Before the day was over, Jason knew he could find someone in Red Duck to hit him up with a bag of pot. His mom was dumb to think that this potato-land town didn’t have drugs for sale. If a dude had some money, anything was for sale.
Buying weed and keeping a joint in his hall locker had been effing stupid. The Special Resource Officer at his old high school was like a canine. He had a nose that could sniff out a stale P & J sandwich locked tight in a binder. Getting busted had reeked. Jason had really screwed up. That had been the first time he’d smoked weed, and he’d paid a penalty for it, but he’d done alcohol and never got caught.
When Gary left them, Jason got drunk on purpose to make the hurt go away—a pain he didn’t talk about, not even with Matt. His mom never found out about the drinking. He told her he was going to the skateboard park with his friends, but they ended up at Brian’s house instead. Brian’s parents had a wet bar stocked with any liquor you could think of. Brian put water in the vodka bottle to make up for what he and his friends drank. They took some Smirnoff Ice, too, since there were a couple cases of it in the garage refrigerator. Five or six missing bottles—it was nothing noticeable.

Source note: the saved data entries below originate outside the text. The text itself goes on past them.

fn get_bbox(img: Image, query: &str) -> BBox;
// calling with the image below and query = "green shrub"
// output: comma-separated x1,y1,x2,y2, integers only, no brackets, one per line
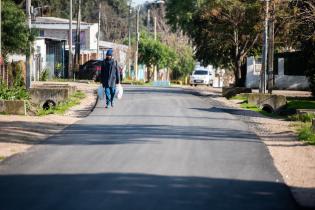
297,123,315,145
287,100,315,110
0,82,29,100
40,68,49,81
288,113,315,122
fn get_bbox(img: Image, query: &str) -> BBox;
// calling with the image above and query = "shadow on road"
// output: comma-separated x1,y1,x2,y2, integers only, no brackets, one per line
0,173,303,210
39,123,261,146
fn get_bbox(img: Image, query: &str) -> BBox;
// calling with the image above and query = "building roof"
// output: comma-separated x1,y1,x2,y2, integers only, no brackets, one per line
99,41,128,50
32,16,97,30
36,36,67,42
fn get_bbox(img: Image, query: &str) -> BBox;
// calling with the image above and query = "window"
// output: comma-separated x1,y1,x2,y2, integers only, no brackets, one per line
194,70,208,75
39,30,45,37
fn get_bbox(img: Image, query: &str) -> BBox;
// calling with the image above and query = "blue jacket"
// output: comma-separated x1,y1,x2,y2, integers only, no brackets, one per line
101,59,120,88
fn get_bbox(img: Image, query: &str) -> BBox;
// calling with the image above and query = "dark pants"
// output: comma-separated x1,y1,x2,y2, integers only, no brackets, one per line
105,87,116,106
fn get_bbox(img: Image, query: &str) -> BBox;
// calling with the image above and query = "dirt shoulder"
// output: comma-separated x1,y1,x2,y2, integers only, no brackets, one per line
184,86,315,208
0,82,98,161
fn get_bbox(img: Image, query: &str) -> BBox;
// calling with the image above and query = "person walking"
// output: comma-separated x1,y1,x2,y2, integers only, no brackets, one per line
100,49,120,108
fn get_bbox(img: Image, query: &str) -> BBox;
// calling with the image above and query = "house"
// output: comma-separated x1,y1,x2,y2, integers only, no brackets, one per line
32,17,129,78
7,16,129,81
246,52,309,90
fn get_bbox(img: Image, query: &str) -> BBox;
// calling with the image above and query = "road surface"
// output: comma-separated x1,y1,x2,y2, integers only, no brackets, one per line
0,86,299,210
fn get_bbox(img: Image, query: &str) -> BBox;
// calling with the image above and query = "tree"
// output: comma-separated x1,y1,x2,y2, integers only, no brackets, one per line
290,0,315,95
138,33,176,81
1,0,32,60
171,46,195,80
166,0,263,86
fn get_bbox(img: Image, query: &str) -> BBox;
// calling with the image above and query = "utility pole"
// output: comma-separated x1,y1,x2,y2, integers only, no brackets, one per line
153,16,157,81
75,0,81,68
147,9,150,31
135,7,139,81
128,0,131,78
260,0,269,94
69,0,73,79
0,0,2,59
154,16,157,40
26,0,32,89
267,1,275,94
0,0,3,82
97,1,101,59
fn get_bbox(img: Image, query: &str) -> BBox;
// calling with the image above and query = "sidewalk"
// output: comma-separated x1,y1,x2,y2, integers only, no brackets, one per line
187,85,315,208
0,82,98,161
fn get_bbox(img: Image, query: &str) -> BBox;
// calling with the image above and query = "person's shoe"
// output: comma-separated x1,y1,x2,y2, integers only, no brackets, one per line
105,104,110,109
111,102,114,107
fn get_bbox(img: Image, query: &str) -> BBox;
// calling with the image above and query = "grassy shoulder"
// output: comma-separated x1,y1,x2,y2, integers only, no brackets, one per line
230,94,315,145
291,122,315,145
37,91,86,116
287,100,315,110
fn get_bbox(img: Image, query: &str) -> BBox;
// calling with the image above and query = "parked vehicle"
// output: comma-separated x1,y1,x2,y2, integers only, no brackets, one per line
189,68,213,86
77,60,103,81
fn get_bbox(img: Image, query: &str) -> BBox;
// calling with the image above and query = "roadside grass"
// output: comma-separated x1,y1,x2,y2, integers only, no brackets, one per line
230,94,315,145
230,95,248,101
37,91,86,116
122,79,148,86
0,156,5,161
288,113,315,122
287,100,315,110
291,122,315,145
240,102,280,118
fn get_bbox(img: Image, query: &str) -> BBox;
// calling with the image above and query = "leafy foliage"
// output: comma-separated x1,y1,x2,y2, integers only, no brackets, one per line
297,122,315,145
0,82,29,100
171,46,195,80
2,0,32,58
139,33,175,74
166,0,263,86
40,68,50,81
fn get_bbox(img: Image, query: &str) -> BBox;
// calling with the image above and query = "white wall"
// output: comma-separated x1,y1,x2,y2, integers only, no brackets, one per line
35,24,98,51
33,39,47,81
88,24,98,50
246,56,309,90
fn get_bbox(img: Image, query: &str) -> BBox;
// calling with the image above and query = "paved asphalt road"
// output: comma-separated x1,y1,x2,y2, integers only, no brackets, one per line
0,86,300,210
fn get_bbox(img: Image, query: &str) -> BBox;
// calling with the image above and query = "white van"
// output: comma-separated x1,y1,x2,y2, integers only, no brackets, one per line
189,67,213,86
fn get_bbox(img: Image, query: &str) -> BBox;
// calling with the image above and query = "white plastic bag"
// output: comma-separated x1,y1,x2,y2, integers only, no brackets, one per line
116,84,123,100
98,85,104,100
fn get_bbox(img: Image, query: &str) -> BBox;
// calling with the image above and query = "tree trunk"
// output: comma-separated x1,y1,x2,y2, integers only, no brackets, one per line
234,58,242,86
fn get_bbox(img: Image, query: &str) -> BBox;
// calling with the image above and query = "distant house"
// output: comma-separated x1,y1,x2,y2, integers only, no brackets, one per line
246,52,309,90
32,17,129,78
33,37,66,79
8,16,129,81
33,17,98,52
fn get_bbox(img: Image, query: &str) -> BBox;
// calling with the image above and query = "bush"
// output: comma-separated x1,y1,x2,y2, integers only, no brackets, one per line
297,123,315,145
40,68,49,81
0,82,29,100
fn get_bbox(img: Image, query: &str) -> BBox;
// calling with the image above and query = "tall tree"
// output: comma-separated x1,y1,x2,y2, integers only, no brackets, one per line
138,32,176,81
166,0,263,86
2,0,32,60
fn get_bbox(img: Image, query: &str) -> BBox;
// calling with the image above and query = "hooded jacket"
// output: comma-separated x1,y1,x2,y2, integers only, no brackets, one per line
101,59,120,88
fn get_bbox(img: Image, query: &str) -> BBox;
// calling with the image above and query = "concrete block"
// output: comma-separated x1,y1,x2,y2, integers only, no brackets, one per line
30,88,71,107
248,93,287,112
0,100,26,115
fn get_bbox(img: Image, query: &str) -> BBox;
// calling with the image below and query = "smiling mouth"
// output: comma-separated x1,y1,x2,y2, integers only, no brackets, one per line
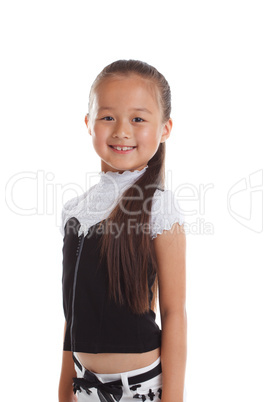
109,145,137,151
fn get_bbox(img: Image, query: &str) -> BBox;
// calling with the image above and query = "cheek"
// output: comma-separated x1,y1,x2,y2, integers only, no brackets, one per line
91,134,108,156
137,128,160,148
92,138,107,154
92,124,109,143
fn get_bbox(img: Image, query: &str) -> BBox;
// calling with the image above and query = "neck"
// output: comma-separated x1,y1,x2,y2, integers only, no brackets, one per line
100,163,149,174
98,165,148,187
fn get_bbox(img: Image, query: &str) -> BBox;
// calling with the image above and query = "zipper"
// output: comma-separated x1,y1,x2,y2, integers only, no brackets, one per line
70,233,85,348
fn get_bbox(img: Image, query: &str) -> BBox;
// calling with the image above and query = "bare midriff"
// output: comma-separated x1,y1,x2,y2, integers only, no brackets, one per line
76,347,161,374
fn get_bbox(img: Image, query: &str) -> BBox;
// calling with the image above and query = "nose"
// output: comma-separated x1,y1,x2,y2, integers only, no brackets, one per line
112,119,131,138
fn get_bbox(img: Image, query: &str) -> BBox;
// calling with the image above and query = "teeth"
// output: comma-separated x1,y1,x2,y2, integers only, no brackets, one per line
112,146,135,151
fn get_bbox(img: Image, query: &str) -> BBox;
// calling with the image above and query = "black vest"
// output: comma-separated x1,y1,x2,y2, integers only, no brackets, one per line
62,217,161,353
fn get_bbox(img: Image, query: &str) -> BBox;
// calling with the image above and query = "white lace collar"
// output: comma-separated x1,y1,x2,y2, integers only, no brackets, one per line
61,165,149,238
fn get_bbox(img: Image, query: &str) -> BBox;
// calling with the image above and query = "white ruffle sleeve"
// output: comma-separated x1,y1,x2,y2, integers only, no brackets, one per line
59,196,77,237
59,187,94,237
150,188,185,239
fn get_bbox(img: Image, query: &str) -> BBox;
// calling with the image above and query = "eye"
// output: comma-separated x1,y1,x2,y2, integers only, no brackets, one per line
101,116,114,121
133,117,144,123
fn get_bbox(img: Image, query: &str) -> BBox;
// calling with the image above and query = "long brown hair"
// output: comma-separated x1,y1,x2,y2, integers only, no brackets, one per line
88,60,171,315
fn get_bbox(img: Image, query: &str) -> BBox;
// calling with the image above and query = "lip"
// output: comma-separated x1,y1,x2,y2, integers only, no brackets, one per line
109,145,136,154
109,145,137,148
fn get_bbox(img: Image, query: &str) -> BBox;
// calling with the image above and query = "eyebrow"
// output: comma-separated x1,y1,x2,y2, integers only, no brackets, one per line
97,107,152,115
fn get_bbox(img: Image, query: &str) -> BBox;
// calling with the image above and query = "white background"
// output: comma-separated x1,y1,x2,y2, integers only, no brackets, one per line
1,1,267,401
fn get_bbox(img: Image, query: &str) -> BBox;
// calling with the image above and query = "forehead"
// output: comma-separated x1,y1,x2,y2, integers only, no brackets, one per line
92,74,160,109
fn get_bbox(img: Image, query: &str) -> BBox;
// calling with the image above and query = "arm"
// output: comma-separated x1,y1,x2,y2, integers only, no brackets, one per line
153,222,187,402
58,321,78,402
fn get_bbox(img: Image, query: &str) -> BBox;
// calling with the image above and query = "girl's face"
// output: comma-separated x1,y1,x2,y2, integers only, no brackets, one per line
85,74,172,173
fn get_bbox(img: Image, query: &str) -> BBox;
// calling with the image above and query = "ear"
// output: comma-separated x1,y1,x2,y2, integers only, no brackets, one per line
160,118,173,143
85,113,92,135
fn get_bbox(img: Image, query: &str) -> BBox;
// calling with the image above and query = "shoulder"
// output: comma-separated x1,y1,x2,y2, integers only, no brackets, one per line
150,188,185,240
59,185,97,236
59,195,81,237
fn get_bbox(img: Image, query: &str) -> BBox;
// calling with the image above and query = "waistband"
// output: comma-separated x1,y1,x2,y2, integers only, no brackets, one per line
72,352,162,400
73,352,161,380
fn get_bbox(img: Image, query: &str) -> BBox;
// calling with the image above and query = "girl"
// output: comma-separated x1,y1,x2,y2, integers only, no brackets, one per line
58,59,187,402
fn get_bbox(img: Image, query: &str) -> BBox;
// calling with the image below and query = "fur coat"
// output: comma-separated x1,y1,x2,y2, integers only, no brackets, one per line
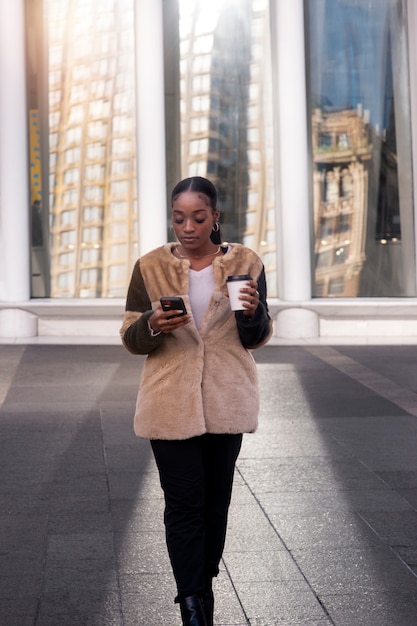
120,243,272,440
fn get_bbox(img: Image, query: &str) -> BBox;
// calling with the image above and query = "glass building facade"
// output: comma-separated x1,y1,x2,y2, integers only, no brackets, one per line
307,0,415,298
1,0,417,340
27,0,277,299
28,0,138,298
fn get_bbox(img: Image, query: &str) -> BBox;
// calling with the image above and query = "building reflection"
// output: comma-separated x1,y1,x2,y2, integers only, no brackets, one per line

Thinking back, Jason remembered how he’d puked his guts up and had a headache all the next day. He’d lied, told his mom he had the flu. After that, he swore, no more alcohol. Just grass. But not regularly. Only when he needed to forget his troubles.
He didn’t hate his mom. She was trying. And he knew that he was a shit to her sometimes. But he couldn’t help himself. He had a lot of anger in him. Sometimes he just wanted to hit something. Like maybe Gary for running off to Mexico.